In "Laudato si" fordert er demgegenüber zu einem Paradigmenwechsel auf, der sich am Gemeinwohl orientiert. Gemeinwohl ist für den Papst "die Gesamtheit jener Bedingungen des gesellschaftlichen Lebens, die sowohl den Gruppen als auch deren einzelnen Gliedern ein volleres und leichteres Erreichen der eigenen Vollendung ermöglichen". Es braucht ein neues Wirtschaftssystem, das über partizipative und demokratische Entscheidungsmechanismen den Zugang zu Ressourcen "für alle Kinder Gottes" garantiert. Bei dieser Transformation müsse das Ziel der Armutsreduktion und das Streben nach Gerechtigkeit im Zentrum stehen, betonte der Papst. Wörtlich heißt es in der Enzyklika: "Wir wissen, dass das Verhalten derer, die mehr und mehr konsumieren und zerstören, während andere noch nicht entsprechend ihre Menschenwürde leben können, unvertretbar ist." Darum sei es an der Zeit, in einigen Teilen der Welt ein "Decrecimiento" - also eine Verlangsamung des Wachstums - zu akzeptieren und Hilfen zu geben, damit in anderen Teilen ein gesunder Aufschwung stattfinden kann.

Politik und Wirtschaft im Dienst des Lebens

Die Politik dürfe sich nicht der Wirtschaft unterwerfen, und diese wiederum nicht dem Diktat der Technokratie. Beide - Politik und Wirtschaft - müssten sich entschieden "in den Dienst des Lebens" stellen, mahnte der Papst. Eine wirtschaftliche und technologische Entwicklung, die ausschließlich dem "Prinzip der Gewinnmaximierung" huldige und die nicht eine bessere Welt und höhere Lebensqualität hinterlasse, könne kein wirklicher Fortschritt sein. Franziskus appellierte: "Wir brauchen eine Politik, deren Denken einen weiten Horizont umfasst und die einem neuen, ganzheitlichen Ansatz zum Durchbruch verhilft, indem sie die verschiedenen Aspekte der Krise in einen interdisziplinären Dialog aufnimmt."

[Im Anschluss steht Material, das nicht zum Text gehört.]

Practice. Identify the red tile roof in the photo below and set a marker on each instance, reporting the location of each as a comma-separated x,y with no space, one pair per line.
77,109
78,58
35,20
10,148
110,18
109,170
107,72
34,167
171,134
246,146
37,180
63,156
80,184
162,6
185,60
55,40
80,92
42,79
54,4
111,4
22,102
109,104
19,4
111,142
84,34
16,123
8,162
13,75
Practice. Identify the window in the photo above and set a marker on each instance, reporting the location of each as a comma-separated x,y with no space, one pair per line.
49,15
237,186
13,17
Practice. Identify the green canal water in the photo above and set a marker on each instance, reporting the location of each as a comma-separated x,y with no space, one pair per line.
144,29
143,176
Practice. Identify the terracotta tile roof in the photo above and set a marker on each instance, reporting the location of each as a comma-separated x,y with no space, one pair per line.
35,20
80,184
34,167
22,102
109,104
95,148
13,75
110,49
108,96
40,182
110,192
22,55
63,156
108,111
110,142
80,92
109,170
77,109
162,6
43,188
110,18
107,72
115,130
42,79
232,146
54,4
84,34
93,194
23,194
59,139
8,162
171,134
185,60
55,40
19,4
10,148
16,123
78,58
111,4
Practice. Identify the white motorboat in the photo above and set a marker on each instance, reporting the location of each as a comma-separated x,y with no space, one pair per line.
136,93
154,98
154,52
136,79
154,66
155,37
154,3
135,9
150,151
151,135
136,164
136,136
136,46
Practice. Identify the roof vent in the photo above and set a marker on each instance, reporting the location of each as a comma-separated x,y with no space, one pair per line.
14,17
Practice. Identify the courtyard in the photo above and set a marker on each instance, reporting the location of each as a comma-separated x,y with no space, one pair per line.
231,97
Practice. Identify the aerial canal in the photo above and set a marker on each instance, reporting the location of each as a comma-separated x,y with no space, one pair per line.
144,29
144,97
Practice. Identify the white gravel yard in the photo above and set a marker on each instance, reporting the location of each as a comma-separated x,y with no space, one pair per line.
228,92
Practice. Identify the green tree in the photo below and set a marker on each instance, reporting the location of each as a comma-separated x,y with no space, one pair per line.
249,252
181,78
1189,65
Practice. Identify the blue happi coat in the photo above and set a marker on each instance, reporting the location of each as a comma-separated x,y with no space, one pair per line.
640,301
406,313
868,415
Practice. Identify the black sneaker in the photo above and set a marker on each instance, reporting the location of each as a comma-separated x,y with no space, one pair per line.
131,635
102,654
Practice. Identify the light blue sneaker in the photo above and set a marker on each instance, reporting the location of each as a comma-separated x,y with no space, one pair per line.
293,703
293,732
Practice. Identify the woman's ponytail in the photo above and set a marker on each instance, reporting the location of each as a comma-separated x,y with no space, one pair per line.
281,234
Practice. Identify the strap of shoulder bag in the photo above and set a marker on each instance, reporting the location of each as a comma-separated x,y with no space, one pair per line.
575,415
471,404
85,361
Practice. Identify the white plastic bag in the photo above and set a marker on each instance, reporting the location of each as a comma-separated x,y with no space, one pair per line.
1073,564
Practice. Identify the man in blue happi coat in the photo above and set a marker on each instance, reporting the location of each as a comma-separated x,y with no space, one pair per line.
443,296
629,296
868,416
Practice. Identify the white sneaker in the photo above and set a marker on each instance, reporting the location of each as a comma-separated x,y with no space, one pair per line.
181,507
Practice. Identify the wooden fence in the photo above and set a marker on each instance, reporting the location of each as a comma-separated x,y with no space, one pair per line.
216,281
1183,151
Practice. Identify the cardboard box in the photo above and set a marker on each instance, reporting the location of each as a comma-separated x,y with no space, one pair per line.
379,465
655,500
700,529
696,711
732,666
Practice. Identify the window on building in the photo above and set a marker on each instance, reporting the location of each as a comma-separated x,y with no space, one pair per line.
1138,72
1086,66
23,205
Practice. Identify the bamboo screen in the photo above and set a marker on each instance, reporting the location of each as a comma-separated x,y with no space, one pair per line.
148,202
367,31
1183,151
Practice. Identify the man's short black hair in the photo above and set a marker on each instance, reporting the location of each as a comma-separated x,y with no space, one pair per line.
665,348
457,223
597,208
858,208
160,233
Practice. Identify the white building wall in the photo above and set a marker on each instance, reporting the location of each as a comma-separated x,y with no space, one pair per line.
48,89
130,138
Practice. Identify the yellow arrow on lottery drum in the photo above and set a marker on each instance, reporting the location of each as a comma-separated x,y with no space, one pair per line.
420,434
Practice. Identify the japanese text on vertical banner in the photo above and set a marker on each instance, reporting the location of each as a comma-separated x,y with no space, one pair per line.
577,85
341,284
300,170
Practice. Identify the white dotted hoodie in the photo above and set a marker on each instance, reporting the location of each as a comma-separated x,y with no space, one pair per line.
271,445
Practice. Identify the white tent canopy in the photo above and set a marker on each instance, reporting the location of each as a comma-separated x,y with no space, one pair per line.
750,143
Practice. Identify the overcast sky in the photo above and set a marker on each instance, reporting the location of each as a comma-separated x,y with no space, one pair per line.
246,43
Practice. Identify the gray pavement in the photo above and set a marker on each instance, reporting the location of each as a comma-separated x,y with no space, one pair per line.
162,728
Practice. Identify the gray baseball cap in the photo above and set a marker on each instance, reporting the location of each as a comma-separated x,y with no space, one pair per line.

Auf diesem Weg seien die Religionen ein wichtiger Dialogpartner, sei doch der größte Teil der Weltbevölkerung "Glaubende", so der Papst. Dies müsse die Religionen letztlich veranlassen, auch untereinander "einen Dialog (...) aufzunehmen, der auf die Schonung der Natur, die Verteidigung der Armen und den Aufbau eines Netzes der gegenseitigen Achtung und der Geschwisterlichkeit ausgerichtet ist".